My Beautiful Wickedness


The big news in school today…
January 20, 2009, 4:18 pm
Filed under: Uncategorized

There’s a new tree that fell over that the kids are allowed to climb on for their “pretending to be cats” game and apparently, there’s space under it where they can make a lean-to out of branches and it’s ever so much better than the big new playground structure that Snottay Academy for the Preternaturally Precocious put up in September.

Oh, and one of the kids brought in a Beatles CD and became the envy of all his classmates. Kid got some cachet herself for knowing all the words.

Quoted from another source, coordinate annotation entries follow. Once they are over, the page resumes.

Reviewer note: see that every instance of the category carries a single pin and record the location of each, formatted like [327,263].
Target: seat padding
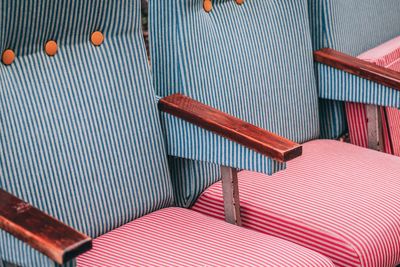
[180,237]
[338,199]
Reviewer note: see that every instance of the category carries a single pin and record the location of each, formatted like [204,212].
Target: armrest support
[253,137]
[56,240]
[358,67]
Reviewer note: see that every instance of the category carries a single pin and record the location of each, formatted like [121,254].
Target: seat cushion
[386,55]
[181,237]
[337,199]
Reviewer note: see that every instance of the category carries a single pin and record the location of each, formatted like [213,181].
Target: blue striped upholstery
[340,85]
[189,46]
[351,27]
[187,141]
[80,133]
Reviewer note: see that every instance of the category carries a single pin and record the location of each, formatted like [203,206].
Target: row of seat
[82,139]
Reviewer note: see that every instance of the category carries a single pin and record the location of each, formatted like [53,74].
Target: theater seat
[386,55]
[180,237]
[338,199]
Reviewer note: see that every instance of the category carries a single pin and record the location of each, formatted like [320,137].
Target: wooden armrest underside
[358,67]
[42,232]
[253,137]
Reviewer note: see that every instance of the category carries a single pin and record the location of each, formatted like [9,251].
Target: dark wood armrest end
[246,134]
[358,67]
[42,232]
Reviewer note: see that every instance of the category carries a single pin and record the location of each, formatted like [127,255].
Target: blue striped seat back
[80,136]
[253,61]
[351,27]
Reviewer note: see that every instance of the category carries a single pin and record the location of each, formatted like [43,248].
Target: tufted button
[97,38]
[51,48]
[207,5]
[8,57]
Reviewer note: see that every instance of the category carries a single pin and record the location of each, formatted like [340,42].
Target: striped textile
[185,140]
[215,58]
[351,27]
[80,134]
[179,237]
[337,199]
[385,55]
[340,85]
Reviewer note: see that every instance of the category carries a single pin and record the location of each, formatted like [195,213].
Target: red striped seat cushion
[337,199]
[386,55]
[181,237]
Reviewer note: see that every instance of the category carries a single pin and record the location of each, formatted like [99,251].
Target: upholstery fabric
[80,134]
[337,199]
[337,84]
[386,55]
[185,140]
[217,59]
[180,237]
[351,27]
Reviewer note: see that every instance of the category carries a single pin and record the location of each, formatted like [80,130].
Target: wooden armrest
[358,67]
[54,239]
[246,134]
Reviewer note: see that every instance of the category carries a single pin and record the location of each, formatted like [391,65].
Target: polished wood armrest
[246,134]
[358,67]
[54,239]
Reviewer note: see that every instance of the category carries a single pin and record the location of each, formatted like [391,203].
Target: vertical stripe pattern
[386,55]
[231,59]
[337,199]
[180,237]
[351,27]
[80,134]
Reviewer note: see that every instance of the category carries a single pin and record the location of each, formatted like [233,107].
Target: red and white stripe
[386,55]
[337,199]
[180,237]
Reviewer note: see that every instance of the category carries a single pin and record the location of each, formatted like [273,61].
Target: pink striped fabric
[337,199]
[180,237]
[386,55]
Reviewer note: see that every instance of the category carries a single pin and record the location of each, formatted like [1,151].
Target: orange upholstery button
[97,38]
[207,5]
[8,57]
[51,48]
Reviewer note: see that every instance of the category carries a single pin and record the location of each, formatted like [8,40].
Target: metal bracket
[375,128]
[230,190]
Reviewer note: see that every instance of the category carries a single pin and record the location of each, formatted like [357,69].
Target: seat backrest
[80,136]
[253,61]
[351,27]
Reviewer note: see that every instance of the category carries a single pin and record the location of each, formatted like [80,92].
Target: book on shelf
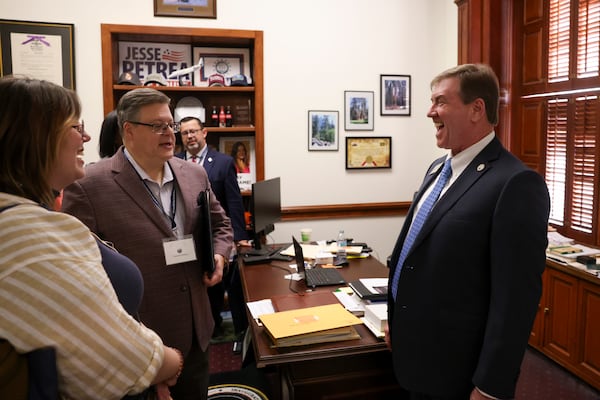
[304,326]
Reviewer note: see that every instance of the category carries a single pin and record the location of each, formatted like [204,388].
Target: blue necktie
[419,220]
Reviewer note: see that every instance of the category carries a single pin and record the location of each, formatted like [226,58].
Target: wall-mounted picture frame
[359,113]
[323,130]
[41,50]
[395,95]
[368,152]
[242,150]
[185,8]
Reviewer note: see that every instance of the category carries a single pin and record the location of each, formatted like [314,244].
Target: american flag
[170,55]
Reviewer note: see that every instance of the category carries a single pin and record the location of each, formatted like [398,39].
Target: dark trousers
[216,294]
[421,396]
[193,382]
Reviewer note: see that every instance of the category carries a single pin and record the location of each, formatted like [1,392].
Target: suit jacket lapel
[209,162]
[482,163]
[189,196]
[129,181]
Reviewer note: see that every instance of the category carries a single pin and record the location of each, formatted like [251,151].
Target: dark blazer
[223,179]
[470,286]
[114,203]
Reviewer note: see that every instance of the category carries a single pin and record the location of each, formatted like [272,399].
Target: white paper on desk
[260,307]
[351,302]
[310,251]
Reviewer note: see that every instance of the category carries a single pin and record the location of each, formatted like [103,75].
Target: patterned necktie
[419,220]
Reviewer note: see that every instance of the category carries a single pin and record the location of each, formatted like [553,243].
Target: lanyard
[158,203]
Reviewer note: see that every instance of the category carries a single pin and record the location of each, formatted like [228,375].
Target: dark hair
[35,117]
[110,137]
[130,104]
[476,81]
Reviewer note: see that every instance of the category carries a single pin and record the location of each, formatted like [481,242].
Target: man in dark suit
[144,201]
[463,295]
[223,179]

Oh, and third in order of what’s really important to a 10-year-old, they watched the inauguration, which she knew had to do with augury and she asked me if I had seen the release of the birds and if I knew that there was an ancient reason for that (bless the pagan lady who is in charge of her government club for that bit of religious diversity).

Her reaction ran something like this. She was cringingly embarrassed by “the white guy who prayed and prayed” because she felt both excluded and like she was watching others even farther outside the Christian mainstream be even more excluded. “Doesn’t he know that not everyone believes in what he believes? Why did they even ask him?” She thought Obama gave a good speech — “very fluent. I liked all the history stuff he used, like we come from somewhere and that we can use what we have to do new things” but said that he brought down the house at her school when he thanked Bush for his efforts (the radical Naderite classmate said “goodbye and good riddance but everyone else just laughed at what a bad job Bush had done”). She liked the black guy who prayed because he used the lyrics to Lift Every Voice and Sing (which they sing in her school) and because he was funny. The poem wasn’t much of a poem.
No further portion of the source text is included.